Efficiently Test Your Sitemap URLs with Cypress

Boris Selivanov
SSENSE-TECH

--

Sitemaps: A Brief Introduction

A sitemap is an XML file that provides a structured list of URLs for a website. It serves as a roadmap for search engines like Google and Bing, making it easier for them to crawl and index a site’s content. Sitemaps help improve a website’s visibility and search engine optimization (SEO) by ensuring that search engines are aware of all the pages on the site, including those that might not be discovered through the normal crawling process.

- The URL itself

- The last modification date of the URL (optional)

- The priority of the URL relative to other URLs on the site (optional)

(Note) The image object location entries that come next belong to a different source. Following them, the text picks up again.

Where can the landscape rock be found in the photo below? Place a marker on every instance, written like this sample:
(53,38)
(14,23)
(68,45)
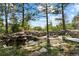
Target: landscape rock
(43,50)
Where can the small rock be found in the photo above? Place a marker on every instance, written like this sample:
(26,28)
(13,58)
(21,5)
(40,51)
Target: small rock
(32,43)
(43,50)
(36,53)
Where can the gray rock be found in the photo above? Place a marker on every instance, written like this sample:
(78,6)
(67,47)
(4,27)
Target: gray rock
(33,42)
(43,50)
(36,53)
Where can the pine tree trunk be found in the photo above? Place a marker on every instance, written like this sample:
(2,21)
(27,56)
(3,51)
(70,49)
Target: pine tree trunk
(63,19)
(23,15)
(6,22)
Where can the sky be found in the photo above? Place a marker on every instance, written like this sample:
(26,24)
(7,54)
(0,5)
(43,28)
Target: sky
(71,11)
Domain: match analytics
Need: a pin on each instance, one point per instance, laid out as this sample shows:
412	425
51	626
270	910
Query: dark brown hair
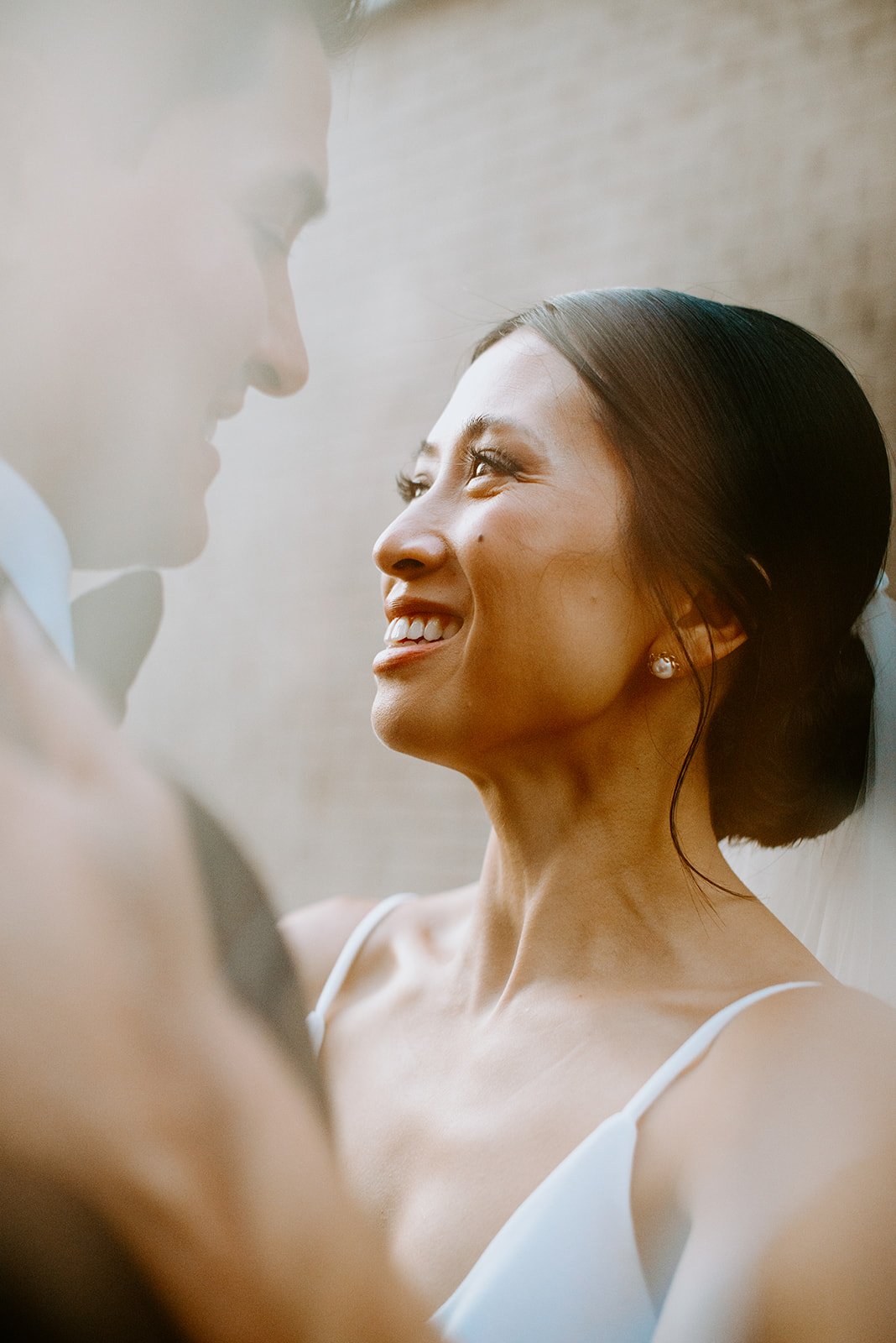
759	477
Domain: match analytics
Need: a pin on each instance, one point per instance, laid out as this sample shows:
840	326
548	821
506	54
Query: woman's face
519	619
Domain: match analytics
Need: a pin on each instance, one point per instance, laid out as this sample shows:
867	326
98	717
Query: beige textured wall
486	154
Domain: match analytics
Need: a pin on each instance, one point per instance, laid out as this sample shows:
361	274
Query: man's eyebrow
482	425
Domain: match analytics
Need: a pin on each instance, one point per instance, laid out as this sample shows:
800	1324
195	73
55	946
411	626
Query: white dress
565	1267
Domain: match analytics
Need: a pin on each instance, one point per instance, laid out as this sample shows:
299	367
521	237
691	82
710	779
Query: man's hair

- The change frequency of the URL (e.g. daily, weekly, monthly) (optional)

By submitting sitemaps through platforms such as Google Search Console or Bing Webmaster Tools, you can ensure the efficient and effective indexing of your website’s content by these search engines.

Why Test Your Sitemap?

Testing your sitemap is a crucial step in maintaining a healthy and high-performing website. Just as you would regularly check your car’s oil or tire pressure, regular sitemap testing helps to ensure that your site continues to function optimally.

Errors in a sitemap, such as incorrect or non-existent URLs, can result in search engines failing to correctly crawl and index your website. This leads to lowered visibility in search engine results, impacting your website’s organic traffic and overall SEO ranking.

By running regular sitemap tests, you can detect and resolve any errors before they become larger issues. This proactive approach not only helps you maintain your site’s SEO performance but also ensures a better experience for your users as they can smoothly navigate through your website without encountering broken or non-existing pages.

Hence, testing your sitemap is not just a recommended practice but a vital part of maintaining your website’s overall health and performance. By utilizing testing tools, developers can easily validate each URL in a sitemap, ensuring that all pages are accessible and function as intended. This, in turn, contributes to a more reliable and user-friendly web application.

While there are many tools available for this purpose, Cypress stands out because of its versatility and comprehensive testing capabilities. Let’s dive into how Cypress can be effectively used to enhance the efficiency of testing your sitemap URLs.

Leveraging Cypress to Validate Sitemap URLs

A sitemap is not just a navigation guide for search engines, it also serves as an excellent resource for developers to validate the functionality of every URL it contains. Let’s look at how Cypress can be used for this purpose.

To initiate the process, you need to access the sitemap either by opening the sitemap URL directly or by sending a request to it and checking if it has a ‘body’ property. Once the sitemap file is accessible, the next step is parsing the XML to extract each URL it references. There are several libraries in JavaScript that can assist with this. One such tool is x2js, an npm package which simplifies the conversion of XML content into a JavaScript object. This conversion makes it easier to manipulate the XML content. Once the XML parsing is successful, you will receive a list of URLs included in the sitemap.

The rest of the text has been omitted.